Apple’s far from perfect, and it has some seriously questionable desktop UI ideas in the upcoming version of Mac OS X (including an absolutely hideous new ‘skin’ for iCal), but it often works hard to get the details right.

Justin Williams on trading an iPad for a Xoom:

Honeycomb as an OS supports rotating the device into both portrait and landscape, but rotation is not nearly as fluid and instantaneous as on iOS. In fact, it is so slow I often wonder if the device has registered that I changed the device’s orientation. After several days, I ended up just setting a preference to disable rotation on the device and have it stay in landscape permanently.

When Apple dropped the rotation lock from the iPad, I was annoyed, but only because I wanted the option to periodically lock it. However, to think of a device almost forcing me to lock its orientation because of poor performance is just crazy.
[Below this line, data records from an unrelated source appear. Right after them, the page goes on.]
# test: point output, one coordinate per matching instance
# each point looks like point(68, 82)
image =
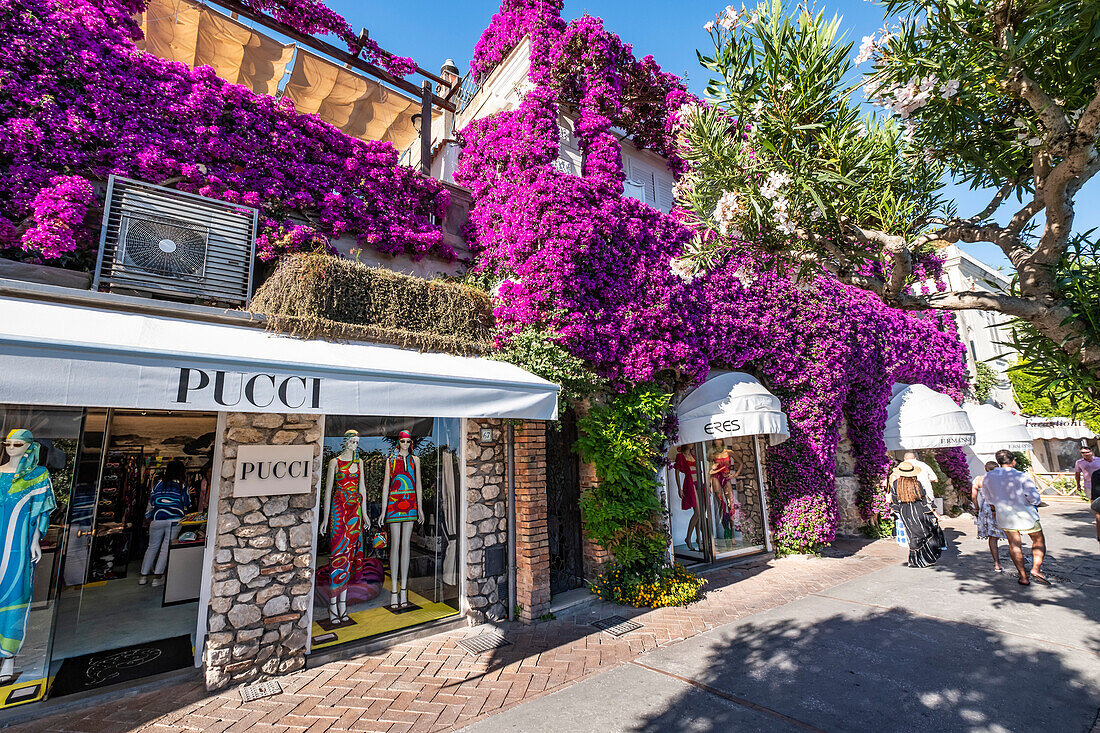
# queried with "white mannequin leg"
point(406, 556)
point(395, 558)
point(333, 610)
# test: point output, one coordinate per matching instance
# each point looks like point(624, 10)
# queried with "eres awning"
point(64, 354)
point(732, 404)
point(919, 418)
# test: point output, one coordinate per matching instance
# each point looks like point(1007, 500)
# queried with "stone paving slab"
point(955, 647)
point(435, 685)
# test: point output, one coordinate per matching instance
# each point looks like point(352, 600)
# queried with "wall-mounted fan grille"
point(160, 244)
point(168, 243)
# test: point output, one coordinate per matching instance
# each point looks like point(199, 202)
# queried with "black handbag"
point(936, 533)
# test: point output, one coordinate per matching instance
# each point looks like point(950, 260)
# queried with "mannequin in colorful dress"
point(400, 495)
point(684, 465)
point(725, 471)
point(344, 507)
point(26, 499)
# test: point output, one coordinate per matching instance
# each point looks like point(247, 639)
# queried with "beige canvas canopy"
point(186, 32)
point(189, 33)
point(358, 105)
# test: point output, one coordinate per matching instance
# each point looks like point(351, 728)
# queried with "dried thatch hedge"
point(322, 296)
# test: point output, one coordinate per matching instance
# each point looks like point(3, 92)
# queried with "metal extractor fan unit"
point(167, 243)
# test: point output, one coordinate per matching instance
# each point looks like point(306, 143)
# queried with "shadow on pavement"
point(872, 670)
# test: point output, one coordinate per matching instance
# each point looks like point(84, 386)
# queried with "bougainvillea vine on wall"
point(594, 269)
point(77, 99)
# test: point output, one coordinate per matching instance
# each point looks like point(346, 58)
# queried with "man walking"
point(1015, 498)
point(1084, 469)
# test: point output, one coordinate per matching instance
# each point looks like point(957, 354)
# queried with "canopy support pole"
point(763, 493)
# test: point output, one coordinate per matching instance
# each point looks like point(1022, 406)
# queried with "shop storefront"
point(306, 477)
point(715, 487)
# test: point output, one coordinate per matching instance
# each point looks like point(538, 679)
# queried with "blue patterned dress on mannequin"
point(26, 499)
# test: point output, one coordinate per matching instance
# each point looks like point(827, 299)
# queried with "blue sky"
point(431, 31)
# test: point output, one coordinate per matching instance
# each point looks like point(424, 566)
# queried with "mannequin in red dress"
point(684, 465)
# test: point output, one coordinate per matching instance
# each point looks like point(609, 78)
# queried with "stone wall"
point(595, 556)
point(847, 487)
point(262, 583)
point(532, 542)
point(748, 491)
point(486, 522)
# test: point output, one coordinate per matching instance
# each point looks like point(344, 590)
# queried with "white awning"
point(732, 404)
point(997, 428)
point(919, 418)
point(75, 356)
point(1060, 433)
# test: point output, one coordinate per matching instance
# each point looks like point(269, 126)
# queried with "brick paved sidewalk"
point(435, 685)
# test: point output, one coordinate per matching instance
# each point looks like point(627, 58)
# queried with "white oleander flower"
point(728, 209)
point(774, 181)
point(867, 50)
point(682, 269)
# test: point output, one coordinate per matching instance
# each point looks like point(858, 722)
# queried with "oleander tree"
point(1001, 95)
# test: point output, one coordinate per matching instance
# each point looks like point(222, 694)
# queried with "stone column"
point(532, 544)
point(486, 522)
point(263, 572)
point(847, 487)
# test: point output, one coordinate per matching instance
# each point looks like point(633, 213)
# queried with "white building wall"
point(981, 331)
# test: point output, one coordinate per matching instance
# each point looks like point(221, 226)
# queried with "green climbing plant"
point(623, 438)
point(983, 381)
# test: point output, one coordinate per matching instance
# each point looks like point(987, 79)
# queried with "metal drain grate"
point(483, 643)
point(616, 625)
point(256, 690)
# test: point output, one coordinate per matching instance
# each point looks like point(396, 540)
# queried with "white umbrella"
point(997, 428)
point(919, 418)
point(728, 405)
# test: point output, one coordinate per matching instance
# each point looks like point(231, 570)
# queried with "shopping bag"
point(900, 535)
point(937, 537)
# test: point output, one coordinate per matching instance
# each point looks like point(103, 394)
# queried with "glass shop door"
point(688, 512)
point(128, 591)
point(733, 499)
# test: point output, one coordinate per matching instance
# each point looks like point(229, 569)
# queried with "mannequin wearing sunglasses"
point(400, 495)
point(26, 499)
point(347, 499)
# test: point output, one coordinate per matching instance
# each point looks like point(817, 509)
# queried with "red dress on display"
point(686, 466)
point(347, 532)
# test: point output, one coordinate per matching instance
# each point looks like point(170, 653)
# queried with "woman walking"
point(986, 520)
point(167, 504)
point(909, 501)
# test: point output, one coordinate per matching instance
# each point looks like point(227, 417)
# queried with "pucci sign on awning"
point(729, 405)
point(74, 356)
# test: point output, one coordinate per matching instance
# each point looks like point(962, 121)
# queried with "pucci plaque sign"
point(273, 470)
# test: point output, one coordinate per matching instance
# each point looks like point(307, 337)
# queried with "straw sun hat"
point(908, 469)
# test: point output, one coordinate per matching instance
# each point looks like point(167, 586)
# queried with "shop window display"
point(35, 478)
point(733, 495)
point(387, 546)
point(714, 499)
point(685, 504)
point(108, 494)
Mind you, it remains to be seen whether ‘good enough’ will do regarding tablets. It certainly has when it comes to PCs, but less so with smartphones—many users seemingly demand a good experience now. I hope that this will be the case in the tablet space, not so Apple can beat Google, but so Google will strive to better the experience and so challenge Apple to keep bettering its products too. The worst-case scenario is when ‘good enough’ wins the day and companies continue shovelling out third-rate crap, enabling everyone—including the field’s leaders— to become complacent and lazy.